Como bem explica José Roberto dos Santos Bedaque, em relação ao julgamento extra petita, "situação real revela a importância de determinadas inovações legislativas, desde que compreendidas segundo os princípios da instrumentalidade da forma, do contraditório e da economia processual. O vício pode ser ignorado em sede recursal, não obstante sua gravidade, mediante aplicação analógica do artigo 1.013, parágrafo 3º, do Código de Processo Civil, pois a situação pode ser equiparada à extinção do processo sem julgamento do mérito, em que o juiz também não examina os fundamentos de mérito deduzidos pelo autor como causa de pedir" (Efetividade do Processo e Técnica Processual, 3ª edição, São Paulo, Malheiros, pág. 515).

Tal concepção é consagrada não apenas na doutrina, mas também nos tribunais, em especial na jurisprudência do Superior Tribunal de Justiça.

Examinando essa importante questão, a 4ª Turma, no julgamento do Agravo Interno no Agravo em Recurso Especial nº 1.587.128/MG, com voto condutor do ministro Luis Felipe Salomão, assentou que:

"Não há falar em decisão surpresa quando o magistrado, diante dos limites da causa de pedir, do pedido e do substrato fático delineado nos autos, realiza a tipificação jurídica da pretensão no ordenamento jurídico posto, aplicando a lei adequada à solução do conflito, ainda que as partes não a tenham invocado (iura novit curia) e independentemente de oitiva delas, até porque a lei deve ser do conhecimento de todos, não podendo ninguém se dizer surpreendido com a sua aplicação.

À luz dos artigos 128 e 460 do Código de Processo Civil/73, atuais, 141 e 492 do Código de Processo Civil/15, o vício de julgamento extra petita não se vislumbra na hipótese do juízo a quo, adstrito às circunstâncias fáticas (causa de pedir remota) e ao pedido constante nos autos, ao proceder à subsunção normativa com amparo em fundamentos jurídicos diversos dos esposados pelo autor e refutados pelo réu. O julgador não viola os limites da causa quando reconhece os pedidos implícitos formulados na inicial, não estando restrito apenas ao que está expresso no capítulo referente aos pedidos, sendo-lhe permitido extrair da interpretação lógico-sistemática da peça inicial aquilo que se pretende obter com a demanda, aplicando o princípio da equidade".
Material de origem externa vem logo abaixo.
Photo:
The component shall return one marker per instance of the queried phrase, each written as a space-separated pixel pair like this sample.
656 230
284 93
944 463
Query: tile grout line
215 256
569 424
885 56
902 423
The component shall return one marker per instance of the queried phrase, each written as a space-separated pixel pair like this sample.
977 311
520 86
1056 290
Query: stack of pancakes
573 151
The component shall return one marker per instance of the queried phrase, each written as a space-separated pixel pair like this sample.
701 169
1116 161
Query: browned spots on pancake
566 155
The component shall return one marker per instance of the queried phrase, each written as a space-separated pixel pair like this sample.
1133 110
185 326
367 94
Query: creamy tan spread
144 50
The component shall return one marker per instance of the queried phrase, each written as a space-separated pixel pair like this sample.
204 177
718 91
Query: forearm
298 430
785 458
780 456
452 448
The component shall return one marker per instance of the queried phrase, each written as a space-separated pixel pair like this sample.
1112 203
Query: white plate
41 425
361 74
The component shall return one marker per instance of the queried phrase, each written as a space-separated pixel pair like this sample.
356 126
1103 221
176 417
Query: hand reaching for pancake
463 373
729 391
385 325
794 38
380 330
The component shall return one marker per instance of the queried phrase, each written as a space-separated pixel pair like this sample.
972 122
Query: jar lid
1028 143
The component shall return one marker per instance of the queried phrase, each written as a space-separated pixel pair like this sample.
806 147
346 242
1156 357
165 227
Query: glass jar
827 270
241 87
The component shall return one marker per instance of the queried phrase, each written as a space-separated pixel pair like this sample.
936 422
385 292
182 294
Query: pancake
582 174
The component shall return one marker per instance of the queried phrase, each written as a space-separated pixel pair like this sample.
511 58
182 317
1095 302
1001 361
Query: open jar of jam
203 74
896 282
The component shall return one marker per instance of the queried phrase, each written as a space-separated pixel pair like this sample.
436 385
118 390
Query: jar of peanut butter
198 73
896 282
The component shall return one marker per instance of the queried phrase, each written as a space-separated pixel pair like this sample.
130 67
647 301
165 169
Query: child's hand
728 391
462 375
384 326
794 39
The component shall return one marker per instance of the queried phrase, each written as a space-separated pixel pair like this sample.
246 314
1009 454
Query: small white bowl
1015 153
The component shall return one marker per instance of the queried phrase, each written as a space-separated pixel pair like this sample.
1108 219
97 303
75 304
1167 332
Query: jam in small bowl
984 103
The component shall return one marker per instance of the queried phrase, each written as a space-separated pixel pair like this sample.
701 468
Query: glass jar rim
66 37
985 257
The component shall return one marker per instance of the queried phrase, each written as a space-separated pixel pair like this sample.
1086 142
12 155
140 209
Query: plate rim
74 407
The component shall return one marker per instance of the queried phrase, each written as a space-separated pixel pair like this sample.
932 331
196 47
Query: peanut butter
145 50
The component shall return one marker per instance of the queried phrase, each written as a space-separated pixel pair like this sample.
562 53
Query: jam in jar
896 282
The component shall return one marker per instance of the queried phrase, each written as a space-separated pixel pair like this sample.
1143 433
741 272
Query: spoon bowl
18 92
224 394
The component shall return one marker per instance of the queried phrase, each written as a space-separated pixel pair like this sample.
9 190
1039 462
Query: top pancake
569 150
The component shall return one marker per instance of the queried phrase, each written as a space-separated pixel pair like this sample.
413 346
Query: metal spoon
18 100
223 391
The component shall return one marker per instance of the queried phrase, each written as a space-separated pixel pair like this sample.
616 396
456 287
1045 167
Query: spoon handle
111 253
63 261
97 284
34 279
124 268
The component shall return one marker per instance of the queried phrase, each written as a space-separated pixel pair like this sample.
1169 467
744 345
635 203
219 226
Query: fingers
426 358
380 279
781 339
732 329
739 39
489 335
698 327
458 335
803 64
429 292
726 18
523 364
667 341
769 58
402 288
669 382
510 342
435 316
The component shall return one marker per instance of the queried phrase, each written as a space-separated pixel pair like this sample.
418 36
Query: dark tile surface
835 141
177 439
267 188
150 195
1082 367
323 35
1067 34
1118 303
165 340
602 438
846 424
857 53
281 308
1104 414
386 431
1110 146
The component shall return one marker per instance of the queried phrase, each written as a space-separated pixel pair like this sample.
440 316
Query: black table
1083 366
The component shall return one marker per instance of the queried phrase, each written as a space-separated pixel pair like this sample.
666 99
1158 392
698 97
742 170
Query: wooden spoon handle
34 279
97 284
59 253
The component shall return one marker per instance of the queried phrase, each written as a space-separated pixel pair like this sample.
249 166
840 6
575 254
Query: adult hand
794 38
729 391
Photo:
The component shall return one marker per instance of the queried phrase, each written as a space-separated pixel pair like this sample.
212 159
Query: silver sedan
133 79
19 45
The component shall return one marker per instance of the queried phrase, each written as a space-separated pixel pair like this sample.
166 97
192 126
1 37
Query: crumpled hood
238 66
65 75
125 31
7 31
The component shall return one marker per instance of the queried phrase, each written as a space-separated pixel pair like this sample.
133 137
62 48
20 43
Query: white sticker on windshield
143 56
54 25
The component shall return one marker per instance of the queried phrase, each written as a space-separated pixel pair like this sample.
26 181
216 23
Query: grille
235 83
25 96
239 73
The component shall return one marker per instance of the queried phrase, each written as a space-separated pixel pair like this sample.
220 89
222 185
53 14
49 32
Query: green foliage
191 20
Assim, por exemplo, se o autor ajuizar uma ação rotulada de despejo, gerada pelo esbulho causado pelo possuidor direto, nada obsta a que o juiz decida como se tivesse sido aforada uma ação genuinamente possessória, desde que atendidos os pressupostos de admissibilidade desta demanda, não se vislumbrando qualquer prejuízo ao demandado.

No entanto, a recíproca não é verdadeira, como restou decidido pela 4ª Turma do Superior Tribunal de Justiça, no recentíssimo julgamento do Recurso Especial nº 1.812.987/RJ, da relatoria do ministro Antonio Carlos Ferreira, num caso em que foi ajuizada ação de reintegração de posse fundada em relação ex locato. A locação foi denunciada mediante notificação visando à desocupação do imóvel para uso próprio. Tendo resistido a tal pleito, o locador, entendendo que o comportamento da locatária configurava esbulho, aforou a referida ação de natureza possessória.

O pedido foi julgado procedente em primeiro grau e, na sequência, pelo TJ-RJ, a despeito de ter constado do acórdão que a ação adequada seria a de despejo. Não obstante, em consonância com os termos do acórdão, por força do princípio da mihi factum tibi ius, não havia qualquer vício em julgar a ação possessória como se fosse ação de despejo.

Ao prover o recurso especial, entendendo inviável a fungibilidade entre a ação possessória e a ação de despejo, a aludida 4ª Turma asseverou, com inegável acerto, que:

"Embora o pedido da reintegração de posse e da ação de despejo seja a posse legítima do bem imóvel, trata-se de pretensões judiciais com natureza e fundamento jurídico distintos, pois, enquanto a primeira baseia-se na situação fática possessória da coisa, a segunda se fundamenta em prévia relação contratual locatícia, regida por norma especial, o que consequentemente impossibilita sua fungibilidade".

Ademais, no pedido de retomada para uso próprio, o artigo 47, parágrafo 1º, da Lei nº 8.245/91, estabelece requisitos específicos para a adequação da ação de despejo, que devem ser comprovados pelo autor da demanda.

Assim, segundo o voto do ministro Antonio Carlos Ferreira, "ao se permitir o ajuizamento de ação possessória em substituição da ação de despejo, nega-se vigência ao conjunto de regras especiais da Lei de Locação, tais como prazos, penalidades e garantias processuais".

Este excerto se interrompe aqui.